Whereas we know how to raise and lower the periapsis radius, [MATH]r_p[/MATH], and/or apoapsis radius, [MATH]r_a[/MATH], of an orbit to achieve a desired semi-major axis, [MATH]a[/MATH], and orbital eccentricity, [MATH]e[/MATH]; and whereas we know how to change the orbital inclination, [MATH]\iota[/MATH], and longitude of the ascending node, [MATH]\Omega[/MATH], at will, the procedure for changing the argument of periapsis of an orbit generally receives scant treatment. So, what is the general procedure for doing it? And, moreover, how can one do it is efficiently as possible?
I want to consider a standard 'single-burn' treatment of this topic. In a subsequent note, I want to present an alternative two-burn solution that uses roughly half the [MATH]\delta V[/MATH] of the single-burn solution.
The 'standard' treatment
To make the issue concrete, let's suppose that one is an elliptical orbit with am eccentricity of 0.5 and a semi-major axis of 1.0. And let's suppose that we want to transfer to a new elliptical orbit which is the same as our starting ellipse excepted that the line of apsides is rotated by 90 degrees in a counter-clockwise direction.
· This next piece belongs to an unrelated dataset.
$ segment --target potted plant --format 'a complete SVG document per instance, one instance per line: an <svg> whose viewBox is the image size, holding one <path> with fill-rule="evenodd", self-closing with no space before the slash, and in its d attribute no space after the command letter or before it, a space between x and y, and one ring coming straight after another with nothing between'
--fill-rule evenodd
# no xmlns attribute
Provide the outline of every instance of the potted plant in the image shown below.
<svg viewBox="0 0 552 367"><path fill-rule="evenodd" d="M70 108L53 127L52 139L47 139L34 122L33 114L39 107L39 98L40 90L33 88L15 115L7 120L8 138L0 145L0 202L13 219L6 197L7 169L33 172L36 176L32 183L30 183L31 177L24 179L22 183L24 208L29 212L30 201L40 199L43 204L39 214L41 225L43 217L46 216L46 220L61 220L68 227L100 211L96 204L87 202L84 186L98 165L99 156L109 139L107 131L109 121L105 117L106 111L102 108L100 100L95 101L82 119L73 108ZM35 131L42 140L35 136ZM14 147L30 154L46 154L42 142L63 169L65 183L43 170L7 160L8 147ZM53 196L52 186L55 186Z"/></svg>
A graph of this scenario is given below:
Here, the blue ellipse is our initial orbit which, in keeping with standard convention, we move around in our initial orbit in a counter-clockwise. The orange ellipse is the orbit that we wish to transfer to which, again, we move around a counter-clockwise direction. This is the same ellipse as the first - except the its argument of periapsis has been rotated counter-clockwise by 90 degrees.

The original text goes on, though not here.